Apple/Microsoft Consortium Sues Google, Samsung Over Nortel Patents

The Rockstar Consortium group which purchased former Canadian company Nortel’s patents for $4.5 billion has now pursued lawsuits against seven companies that make Android smartphones: Google, Samsung, Huawei, HTC, LG, Pantech and ZTE, reports Reuters:

“Despite losing in its attempt to acquire the patents-in-suit at auction, Google has infringed and continues to infringe,” the lawsuit said.

Rockstar is seeking increased damages against Google, as it claims Google’s patent infringement is willful, according to the complaint.

The Google case in U.S. District Court, Eastern District of Texas is Rockstar Consortium US LP and Netstar Technologies LLC vs. Google, 13-893.

The Rockstar consortium is jointly led by Apple, Microsoft, BlackBerry, Ericsson and Sony. The group has accused Google of infringing on seven patents, which cover internet search and advertising, according to the lawsuit.

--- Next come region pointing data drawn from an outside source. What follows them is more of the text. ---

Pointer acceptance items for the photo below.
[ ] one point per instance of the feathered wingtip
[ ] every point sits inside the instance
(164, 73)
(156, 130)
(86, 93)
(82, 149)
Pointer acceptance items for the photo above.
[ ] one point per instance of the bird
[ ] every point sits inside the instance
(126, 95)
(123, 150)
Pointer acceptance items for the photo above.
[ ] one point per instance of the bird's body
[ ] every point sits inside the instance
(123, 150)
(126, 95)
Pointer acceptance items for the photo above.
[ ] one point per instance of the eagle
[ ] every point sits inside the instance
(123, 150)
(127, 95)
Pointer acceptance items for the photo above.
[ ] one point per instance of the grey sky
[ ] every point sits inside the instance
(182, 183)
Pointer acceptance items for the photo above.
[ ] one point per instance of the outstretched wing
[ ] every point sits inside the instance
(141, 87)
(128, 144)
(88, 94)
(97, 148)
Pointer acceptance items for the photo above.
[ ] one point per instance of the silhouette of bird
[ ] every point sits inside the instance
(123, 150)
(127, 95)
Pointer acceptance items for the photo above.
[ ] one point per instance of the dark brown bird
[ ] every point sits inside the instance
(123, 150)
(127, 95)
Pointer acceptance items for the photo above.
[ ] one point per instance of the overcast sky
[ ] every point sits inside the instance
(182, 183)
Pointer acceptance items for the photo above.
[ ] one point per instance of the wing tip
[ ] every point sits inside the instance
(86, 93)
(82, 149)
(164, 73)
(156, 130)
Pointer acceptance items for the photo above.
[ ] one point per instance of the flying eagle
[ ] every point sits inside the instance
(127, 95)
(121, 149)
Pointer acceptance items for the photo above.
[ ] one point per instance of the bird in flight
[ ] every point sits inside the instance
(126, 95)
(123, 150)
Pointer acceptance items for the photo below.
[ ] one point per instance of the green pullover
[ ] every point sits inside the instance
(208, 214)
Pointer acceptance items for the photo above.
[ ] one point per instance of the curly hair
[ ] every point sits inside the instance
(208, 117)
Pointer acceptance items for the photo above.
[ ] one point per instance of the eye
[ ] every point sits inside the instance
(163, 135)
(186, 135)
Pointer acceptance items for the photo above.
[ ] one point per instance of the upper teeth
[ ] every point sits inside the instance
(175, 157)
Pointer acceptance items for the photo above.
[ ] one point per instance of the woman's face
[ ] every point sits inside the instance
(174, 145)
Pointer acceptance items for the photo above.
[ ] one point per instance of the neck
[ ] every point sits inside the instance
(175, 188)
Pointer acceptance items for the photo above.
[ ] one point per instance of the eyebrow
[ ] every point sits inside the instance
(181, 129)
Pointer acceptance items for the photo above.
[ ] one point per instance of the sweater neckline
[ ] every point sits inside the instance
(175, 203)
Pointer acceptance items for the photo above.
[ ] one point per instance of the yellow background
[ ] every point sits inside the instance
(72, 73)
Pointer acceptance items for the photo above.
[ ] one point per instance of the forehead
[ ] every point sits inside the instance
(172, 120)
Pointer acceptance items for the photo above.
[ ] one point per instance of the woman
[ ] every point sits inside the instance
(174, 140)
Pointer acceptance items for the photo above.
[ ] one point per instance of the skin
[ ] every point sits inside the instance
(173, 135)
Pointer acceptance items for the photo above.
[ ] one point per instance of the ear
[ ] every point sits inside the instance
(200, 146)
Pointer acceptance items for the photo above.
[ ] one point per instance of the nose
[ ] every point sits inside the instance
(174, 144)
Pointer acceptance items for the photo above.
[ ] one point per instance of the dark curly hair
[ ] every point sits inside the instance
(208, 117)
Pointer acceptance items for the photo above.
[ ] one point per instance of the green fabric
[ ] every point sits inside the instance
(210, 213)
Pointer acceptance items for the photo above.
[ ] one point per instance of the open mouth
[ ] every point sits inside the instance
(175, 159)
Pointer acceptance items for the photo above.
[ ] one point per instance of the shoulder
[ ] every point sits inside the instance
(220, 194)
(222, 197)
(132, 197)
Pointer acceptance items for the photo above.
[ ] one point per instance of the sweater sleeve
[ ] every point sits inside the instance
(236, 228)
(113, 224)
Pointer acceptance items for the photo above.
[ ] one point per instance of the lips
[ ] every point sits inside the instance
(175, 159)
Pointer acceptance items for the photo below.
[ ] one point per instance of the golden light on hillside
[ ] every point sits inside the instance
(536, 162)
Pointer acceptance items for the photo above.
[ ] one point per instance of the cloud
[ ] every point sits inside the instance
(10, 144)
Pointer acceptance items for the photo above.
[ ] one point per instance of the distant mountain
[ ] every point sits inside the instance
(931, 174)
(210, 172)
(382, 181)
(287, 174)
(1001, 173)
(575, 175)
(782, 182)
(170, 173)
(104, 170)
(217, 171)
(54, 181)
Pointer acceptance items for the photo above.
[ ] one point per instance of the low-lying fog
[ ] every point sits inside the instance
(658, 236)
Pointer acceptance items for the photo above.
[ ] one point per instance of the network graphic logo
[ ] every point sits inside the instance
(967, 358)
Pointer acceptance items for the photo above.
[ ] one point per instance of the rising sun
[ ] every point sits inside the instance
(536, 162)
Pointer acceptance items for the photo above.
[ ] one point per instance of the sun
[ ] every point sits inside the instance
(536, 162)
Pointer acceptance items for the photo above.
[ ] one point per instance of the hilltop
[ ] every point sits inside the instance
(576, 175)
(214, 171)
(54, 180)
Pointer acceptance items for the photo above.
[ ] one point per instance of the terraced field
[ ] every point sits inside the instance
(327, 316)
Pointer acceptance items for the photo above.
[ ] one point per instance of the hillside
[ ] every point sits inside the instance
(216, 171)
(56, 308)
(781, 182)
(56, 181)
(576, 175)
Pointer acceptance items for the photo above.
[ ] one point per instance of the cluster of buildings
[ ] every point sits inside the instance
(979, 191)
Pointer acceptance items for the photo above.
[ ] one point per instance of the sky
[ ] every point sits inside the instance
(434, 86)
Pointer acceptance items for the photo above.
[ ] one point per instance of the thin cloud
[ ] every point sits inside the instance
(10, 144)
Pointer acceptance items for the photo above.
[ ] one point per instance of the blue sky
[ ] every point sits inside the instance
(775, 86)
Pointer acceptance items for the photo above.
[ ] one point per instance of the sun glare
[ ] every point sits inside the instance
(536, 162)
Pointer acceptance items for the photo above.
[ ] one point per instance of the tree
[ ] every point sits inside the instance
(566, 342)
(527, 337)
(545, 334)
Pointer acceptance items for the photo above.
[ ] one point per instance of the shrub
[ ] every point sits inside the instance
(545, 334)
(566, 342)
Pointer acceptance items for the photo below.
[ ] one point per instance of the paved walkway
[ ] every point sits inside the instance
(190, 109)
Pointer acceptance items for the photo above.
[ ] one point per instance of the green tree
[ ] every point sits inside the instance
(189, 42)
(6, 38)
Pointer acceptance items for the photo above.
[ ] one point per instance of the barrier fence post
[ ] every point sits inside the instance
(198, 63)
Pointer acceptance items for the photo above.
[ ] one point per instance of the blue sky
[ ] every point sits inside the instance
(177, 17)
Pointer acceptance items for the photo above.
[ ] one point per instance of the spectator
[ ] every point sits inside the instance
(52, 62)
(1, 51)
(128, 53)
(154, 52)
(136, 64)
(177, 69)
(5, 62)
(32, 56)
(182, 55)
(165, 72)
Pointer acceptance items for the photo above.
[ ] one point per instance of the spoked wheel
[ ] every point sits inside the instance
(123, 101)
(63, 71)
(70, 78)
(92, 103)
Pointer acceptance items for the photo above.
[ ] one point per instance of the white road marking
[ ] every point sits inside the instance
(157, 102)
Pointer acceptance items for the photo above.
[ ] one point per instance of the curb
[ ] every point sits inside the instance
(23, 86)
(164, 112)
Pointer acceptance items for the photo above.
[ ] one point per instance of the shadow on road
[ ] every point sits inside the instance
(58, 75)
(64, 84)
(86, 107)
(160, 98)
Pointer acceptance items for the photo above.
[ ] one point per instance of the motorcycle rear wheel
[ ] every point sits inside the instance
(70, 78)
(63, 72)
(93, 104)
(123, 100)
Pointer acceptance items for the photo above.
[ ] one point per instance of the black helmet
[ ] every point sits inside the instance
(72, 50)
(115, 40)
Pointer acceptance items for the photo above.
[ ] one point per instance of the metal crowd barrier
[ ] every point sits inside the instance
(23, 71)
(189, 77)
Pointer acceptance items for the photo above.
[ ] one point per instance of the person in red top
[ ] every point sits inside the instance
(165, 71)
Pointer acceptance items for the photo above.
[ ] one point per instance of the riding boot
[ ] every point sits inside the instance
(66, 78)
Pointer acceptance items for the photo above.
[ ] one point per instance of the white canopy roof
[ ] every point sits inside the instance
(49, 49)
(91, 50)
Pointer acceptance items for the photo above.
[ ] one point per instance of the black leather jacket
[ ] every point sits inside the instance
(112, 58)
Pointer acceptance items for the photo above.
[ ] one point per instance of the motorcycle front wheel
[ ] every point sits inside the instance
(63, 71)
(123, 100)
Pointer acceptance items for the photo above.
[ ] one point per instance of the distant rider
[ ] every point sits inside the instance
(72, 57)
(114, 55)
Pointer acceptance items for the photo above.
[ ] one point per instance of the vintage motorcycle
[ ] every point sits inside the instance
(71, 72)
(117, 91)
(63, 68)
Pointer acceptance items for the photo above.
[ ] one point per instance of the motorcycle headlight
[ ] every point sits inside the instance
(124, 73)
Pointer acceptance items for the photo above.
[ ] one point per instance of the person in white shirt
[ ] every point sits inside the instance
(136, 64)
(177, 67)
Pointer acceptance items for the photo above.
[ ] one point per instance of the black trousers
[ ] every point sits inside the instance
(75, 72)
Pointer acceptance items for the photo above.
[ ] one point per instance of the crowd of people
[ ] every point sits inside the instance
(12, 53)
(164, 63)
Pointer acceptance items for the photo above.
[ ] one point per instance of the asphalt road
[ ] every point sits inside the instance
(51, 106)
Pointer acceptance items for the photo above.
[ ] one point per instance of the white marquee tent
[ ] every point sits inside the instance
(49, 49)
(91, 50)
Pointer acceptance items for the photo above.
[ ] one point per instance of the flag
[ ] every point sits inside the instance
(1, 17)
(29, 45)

Google lost out to Rockstar in 2011 for Nortel’s patents and eventually acquired Motorola Mobility for $12.5 billion, mainly for its vast library of patents. Google CEO Larry Page at the time said the acquisition would “enable us to better protect Android from anti-competitive threats from Microsoft, Apple and other companies.”

ArsTechnica has called the Rockstar Consortium the perfect example of patent “privateering”:

When Wired visited Rockstar’s Ontario headquarters, it found 10 reverse-engineering experts, working daily to take apart products and find patent infringement.

With just a few dozen employees, Rockstar is hoping to convince more than 100 technology companies to pay it patent licensing fees for a huge array of products. “Pretty much anyone out there is infringing,” said Rockstar’s CEO, John Veschi.

The Rockstar Consortium may be the ultimate example of patent “privateering”—when big companies hand off their patents to small shell companies to do the dirty work of suing their competitors. Essentially, it’s patent trolling gone corporate.

FOSS Patents has more coverage of the lawsuits and paints a dark image for Google, with emphasis on the latter’s bidding up of Nortel’s patents in 2011, then dropping out:

Its highest bid, as is now documented in a publicly-accessible court filing, was $4.4 billion — then it dropped out, Rockstar won, and Google later, in panic mode, wasted $12.5 billion on the acquisition of Motorola Mobility, over whose patents Google currently has precisely zero (you know, the number that looks like the letter O) enforceable injunctions in place against its rivals on a worldwide basis and whose video codec and WiFi patents entitle it to less than $2 million a year in royalties from Microsoft.

Google earlier today released Android 4.4 KitKat and also debuted the Nexus 5.